If you’re tracking down other suspicious-looking executables on Windows 10, the atibtmon.exe runtime error guide and the filerepmalware breakdown use the same identify-and-decide flow, including signature checks, sandbox-path verification, and the Defender quick-scan vs. full-scan trade-off when something looks off.

#Bottom Line

If you actually use Phone Link to read texts or see notifications from your phone, leave Yourphone.exe alone. It’s idle on disk, signed by Microsoft, and uses a few megabytes of RAM, which is well below the threshold where it would noticeably affect battery life or system responsiveness on any modern Windows 10 device.

If you’ve never paired a phone or you’ve moved on to cloud sync, uninstall it with the PowerShell one-liner above.

The toggle-off route is for users who want Phone Link parked but not deleted.

For deeper Windows cleanup after removing the app, see the clear recent files on Windows 10 guide, or check the Chrome Task Manager walkthrough if you’re tracking down resource hogs across the system.

#Frequently Asked Questions

What is Yourphone.exe and is it safe?

Yourphone.exe is the background process for Microsoft Phone Link, formerly known as Your Phone. The legitimate file is signed by Microsoft and lives in C:\Program Files\WindowsApps. It’s safe to keep, and removing it doesn’t break Windows or affect any other system service. The only time you should be concerned is when the file appears outside the WindowsApps folder, which is a strong signal that something else is using the filename as cover.

Can I delete Yourphone.exe to free up RAM?

You can, but the savings are tiny.

Will uninstalling Phone Link affect Bluetooth or Wi-Fi?

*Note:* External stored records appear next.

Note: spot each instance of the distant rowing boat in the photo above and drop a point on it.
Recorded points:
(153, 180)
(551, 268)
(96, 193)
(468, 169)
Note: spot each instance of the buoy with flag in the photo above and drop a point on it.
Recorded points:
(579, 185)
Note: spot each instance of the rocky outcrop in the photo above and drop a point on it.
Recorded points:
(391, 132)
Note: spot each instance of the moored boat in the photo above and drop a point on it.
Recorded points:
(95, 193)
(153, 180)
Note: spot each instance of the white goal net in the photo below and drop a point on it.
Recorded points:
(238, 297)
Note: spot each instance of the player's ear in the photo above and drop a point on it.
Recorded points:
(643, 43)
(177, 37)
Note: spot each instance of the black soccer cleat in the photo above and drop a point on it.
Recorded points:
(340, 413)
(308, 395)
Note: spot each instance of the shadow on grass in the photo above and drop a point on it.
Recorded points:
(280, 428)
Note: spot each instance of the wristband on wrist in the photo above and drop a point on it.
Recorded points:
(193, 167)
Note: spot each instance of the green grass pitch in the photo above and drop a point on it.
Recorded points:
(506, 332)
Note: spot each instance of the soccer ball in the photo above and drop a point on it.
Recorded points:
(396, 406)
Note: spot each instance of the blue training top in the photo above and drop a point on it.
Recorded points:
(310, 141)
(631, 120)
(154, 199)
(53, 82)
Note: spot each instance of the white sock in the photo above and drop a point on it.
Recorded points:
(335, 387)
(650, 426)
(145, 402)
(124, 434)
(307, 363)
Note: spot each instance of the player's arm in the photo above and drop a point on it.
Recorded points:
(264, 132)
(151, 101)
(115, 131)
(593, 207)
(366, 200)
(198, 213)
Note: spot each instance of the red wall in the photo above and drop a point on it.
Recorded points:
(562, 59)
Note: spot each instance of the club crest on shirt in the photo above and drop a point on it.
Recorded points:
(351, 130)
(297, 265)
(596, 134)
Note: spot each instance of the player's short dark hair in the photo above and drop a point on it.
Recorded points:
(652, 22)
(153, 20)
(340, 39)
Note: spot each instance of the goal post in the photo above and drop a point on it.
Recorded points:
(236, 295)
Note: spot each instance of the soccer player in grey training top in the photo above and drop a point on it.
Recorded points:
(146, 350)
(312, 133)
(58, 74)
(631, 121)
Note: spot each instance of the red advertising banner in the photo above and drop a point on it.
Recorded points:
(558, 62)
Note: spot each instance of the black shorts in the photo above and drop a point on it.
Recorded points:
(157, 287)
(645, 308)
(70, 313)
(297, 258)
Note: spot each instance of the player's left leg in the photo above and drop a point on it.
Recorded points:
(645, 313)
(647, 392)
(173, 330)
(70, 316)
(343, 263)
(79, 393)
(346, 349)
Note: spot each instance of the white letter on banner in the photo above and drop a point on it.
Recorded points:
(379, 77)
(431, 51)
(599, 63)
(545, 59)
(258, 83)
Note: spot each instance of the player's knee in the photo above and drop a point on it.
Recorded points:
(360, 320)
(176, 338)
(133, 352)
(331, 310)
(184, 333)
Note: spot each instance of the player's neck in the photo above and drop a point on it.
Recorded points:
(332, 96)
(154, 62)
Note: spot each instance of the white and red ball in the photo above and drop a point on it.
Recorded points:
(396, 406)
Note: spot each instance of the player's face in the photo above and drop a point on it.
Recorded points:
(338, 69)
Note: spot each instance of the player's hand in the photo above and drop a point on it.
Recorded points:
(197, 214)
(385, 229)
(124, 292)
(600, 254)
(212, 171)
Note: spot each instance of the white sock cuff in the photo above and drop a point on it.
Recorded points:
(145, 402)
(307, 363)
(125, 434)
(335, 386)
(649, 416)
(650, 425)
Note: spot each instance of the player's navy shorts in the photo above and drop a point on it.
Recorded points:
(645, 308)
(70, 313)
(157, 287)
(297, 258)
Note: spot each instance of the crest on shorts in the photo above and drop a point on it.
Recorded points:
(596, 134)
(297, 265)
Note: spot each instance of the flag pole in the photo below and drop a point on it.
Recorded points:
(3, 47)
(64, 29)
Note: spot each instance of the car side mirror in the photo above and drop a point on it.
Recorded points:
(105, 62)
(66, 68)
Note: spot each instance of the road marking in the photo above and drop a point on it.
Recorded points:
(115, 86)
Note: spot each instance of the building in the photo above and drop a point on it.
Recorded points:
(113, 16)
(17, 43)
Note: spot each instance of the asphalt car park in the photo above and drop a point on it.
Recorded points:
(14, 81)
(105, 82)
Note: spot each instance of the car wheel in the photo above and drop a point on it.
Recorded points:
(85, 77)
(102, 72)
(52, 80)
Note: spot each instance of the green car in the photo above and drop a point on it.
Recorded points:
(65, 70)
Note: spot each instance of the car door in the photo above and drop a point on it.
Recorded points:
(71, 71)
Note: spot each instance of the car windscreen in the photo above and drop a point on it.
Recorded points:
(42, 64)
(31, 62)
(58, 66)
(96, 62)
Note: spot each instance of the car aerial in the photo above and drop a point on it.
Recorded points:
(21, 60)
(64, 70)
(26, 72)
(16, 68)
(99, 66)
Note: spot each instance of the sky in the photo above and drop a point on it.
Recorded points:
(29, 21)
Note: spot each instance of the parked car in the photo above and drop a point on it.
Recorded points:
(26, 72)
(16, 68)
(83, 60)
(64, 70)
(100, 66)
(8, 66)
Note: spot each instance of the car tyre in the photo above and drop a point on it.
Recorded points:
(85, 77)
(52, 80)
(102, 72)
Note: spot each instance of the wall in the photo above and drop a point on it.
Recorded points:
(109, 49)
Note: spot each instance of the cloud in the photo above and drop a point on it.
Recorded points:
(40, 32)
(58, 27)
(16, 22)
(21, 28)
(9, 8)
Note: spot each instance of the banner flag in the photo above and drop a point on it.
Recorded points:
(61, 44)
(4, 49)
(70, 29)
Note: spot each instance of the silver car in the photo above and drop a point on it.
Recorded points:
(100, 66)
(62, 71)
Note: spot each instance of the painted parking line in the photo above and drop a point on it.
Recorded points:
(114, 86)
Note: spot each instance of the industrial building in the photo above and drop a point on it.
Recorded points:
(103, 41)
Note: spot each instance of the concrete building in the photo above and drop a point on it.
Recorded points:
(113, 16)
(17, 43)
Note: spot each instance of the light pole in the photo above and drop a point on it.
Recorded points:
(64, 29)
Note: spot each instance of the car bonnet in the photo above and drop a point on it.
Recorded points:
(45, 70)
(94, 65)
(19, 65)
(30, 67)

No. Phone Link is a standalone app that uses Bluetooth and Wi-Fi for pairing, but uninstalling it doesn’t change those system services. Your headphones, mouse, and other paired devices keep working normally because they connect through the Windows Bluetooth stack directly, not through Phone Link.

How do I reinstall Yourphone.exe if I remove it?

Open the Microsoft Store, search for “Phone Link,” and install it.

Does Yourphone.exe send my data to Microsoft?

The app transmits message content and notifications between your phone and PC through Microsoft’s servers when in use, which is documented in the Microsoft privacy statement. When the app is disabled or uninstalled, no data leaves your device through this channel, and Phone Link itself doesn’t run any analytics or telemetry collector outside the standard Windows diagnostics service that ships with the operating system, so disabling it does not change your overall Windows telemetry posture in any noticeable way.

Why does Yourphone.exe restart after I disable it?

A Windows Update or a Microsoft Store update can flip the Background apps toggle back on automatically.

Is Yourphone.exe the same as Phone Link?

Yes, they refer to the same app.

Can I disable Yourphone.exe through Group Policy?

Yes, on Windows 10 Pro, Enterprise, and Education editions. Open gpedit.msc, go to Computer Configuration > Administrative Templates > Windows Components > App Privacy, and configure “Let Windows apps run in the background” with Phone Link set to Force Deny. The policy applies after the next sign-in, and you can confirm it took effect by checking the Background apps toggle, which should appear greyed out and locked in the off position after a reboot.